Cabinet ministers meet to thrash out Australian trade deal divisions

Downing Street said Boris Johnson wants to “maximise” the benefits of trade deals as he intervened in the Cabinet row over a planned agreement with Australia.

The Prime Minister chaired a meeting of senior colleagues as negotiations with Australia about the terms of a deal continued.

International Trade Secretary Liz Truss and Environment Secretary George Eustice are thought to be at odds over the proposals and the impact they might have on British farmers.

The Andrew Marr Show
International Trade Secretary Liz Truss (Dominic Lipinski/PA)

Ms Truss, who has said she wants an agreement in principle by early June, is thought to favour a zero tariff, zero quota approach in order to boost the flow of trade.

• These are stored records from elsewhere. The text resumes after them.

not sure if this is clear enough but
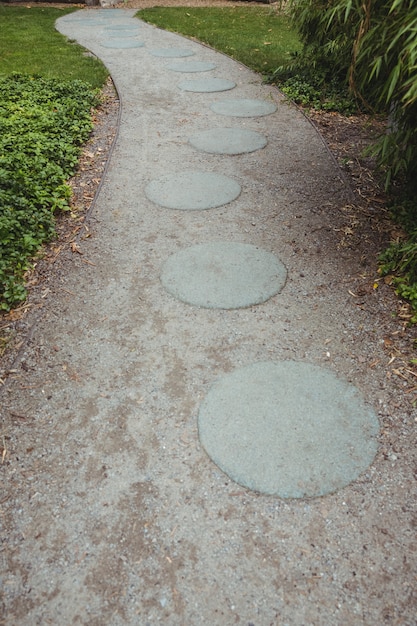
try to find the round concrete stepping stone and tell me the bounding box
[65,19,104,25]
[189,128,267,155]
[65,18,109,26]
[100,40,145,49]
[161,243,287,309]
[90,14,122,22]
[145,171,240,211]
[168,61,217,73]
[99,9,125,16]
[150,48,195,58]
[179,78,236,93]
[104,31,140,38]
[210,98,277,118]
[198,361,379,498]
[104,24,141,31]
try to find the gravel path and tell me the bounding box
[1,9,416,625]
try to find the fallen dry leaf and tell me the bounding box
[70,242,83,254]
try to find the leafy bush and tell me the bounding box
[268,0,362,112]
[0,74,99,310]
[276,0,360,81]
[282,0,417,190]
[276,71,358,114]
[379,232,417,323]
[349,0,417,191]
[378,197,417,321]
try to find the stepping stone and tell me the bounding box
[104,24,141,31]
[189,128,267,155]
[64,18,105,26]
[145,171,241,211]
[103,31,140,38]
[161,242,287,309]
[100,40,145,49]
[179,78,236,93]
[151,48,195,58]
[168,61,217,73]
[98,9,125,16]
[210,98,277,118]
[198,361,379,498]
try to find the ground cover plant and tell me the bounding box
[138,5,301,75]
[0,74,100,310]
[0,7,108,311]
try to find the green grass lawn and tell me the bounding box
[137,6,301,76]
[0,6,108,87]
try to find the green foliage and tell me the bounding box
[285,0,362,83]
[138,6,301,75]
[284,0,417,191]
[378,197,417,321]
[0,6,108,88]
[268,0,362,110]
[260,0,362,112]
[277,72,358,114]
[379,231,417,323]
[356,0,417,191]
[0,74,100,310]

But such a move could leave British farmers vulnerable to competition from beef and lamb producers in Australia and Mr Eustice has suggested that quotas could be used to protect them.

The Prime Minister’s official spokesman said: “There are a regular series of meetings on not just this trade deal but the deals we have been working on throughout.

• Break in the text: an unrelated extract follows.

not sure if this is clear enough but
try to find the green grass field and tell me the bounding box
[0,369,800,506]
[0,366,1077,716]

“The Prime Minister met with the ministers involved, like Liz Truss obviously, as part of the regular process.”

Mr Johnson “wants to maximise the massive opportunities presented by post-Brexit trade deals”, the spokesman said.

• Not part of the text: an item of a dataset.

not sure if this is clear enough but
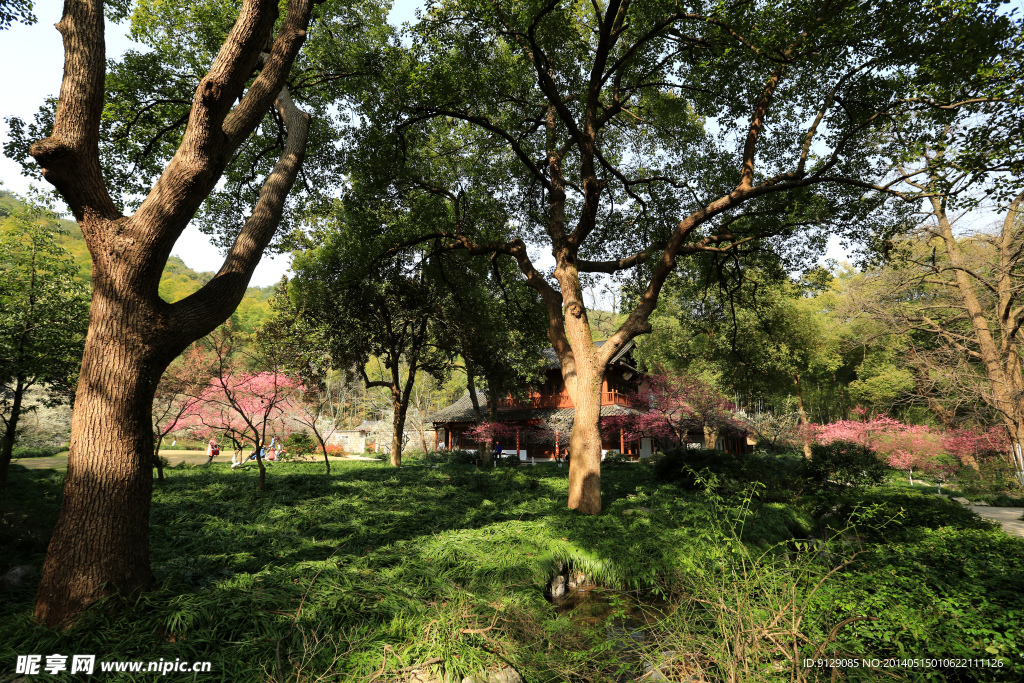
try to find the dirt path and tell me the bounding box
[968,506,1024,538]
[11,451,379,471]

Downing Street insisted farmers would be protected in any deal with Australia.

“Any agreement would include protections for our agriculture industry and won’t undercut UK farmers,” the Prime Minister’s official spokesman said.

“We want a deal that is good for the British public and any agreement would have protection for the agriculture industry.”

But the spokesman refused to be drawn on what the measures to protect farmers would be, insisting he would not comment on the ongoing negotiations.

The proposed deal has been criticised on environmental grounds because of the prospect of Australian beef being shipped around the world.

Patrick Holden, chief executive of the Sustainable Food Trust, said: “Our cattle come from a mainly grass-fed nation and we have one of the best carbon footprints for beef production in the world.

“In contrast, imported Australian beef will likely be produced on feedlots, fed on grain and full of antibiotics and growth-promoting hormones.”

The Prime Minister’s official spokesman said: “We have significant commitments that we are delivering on climate change.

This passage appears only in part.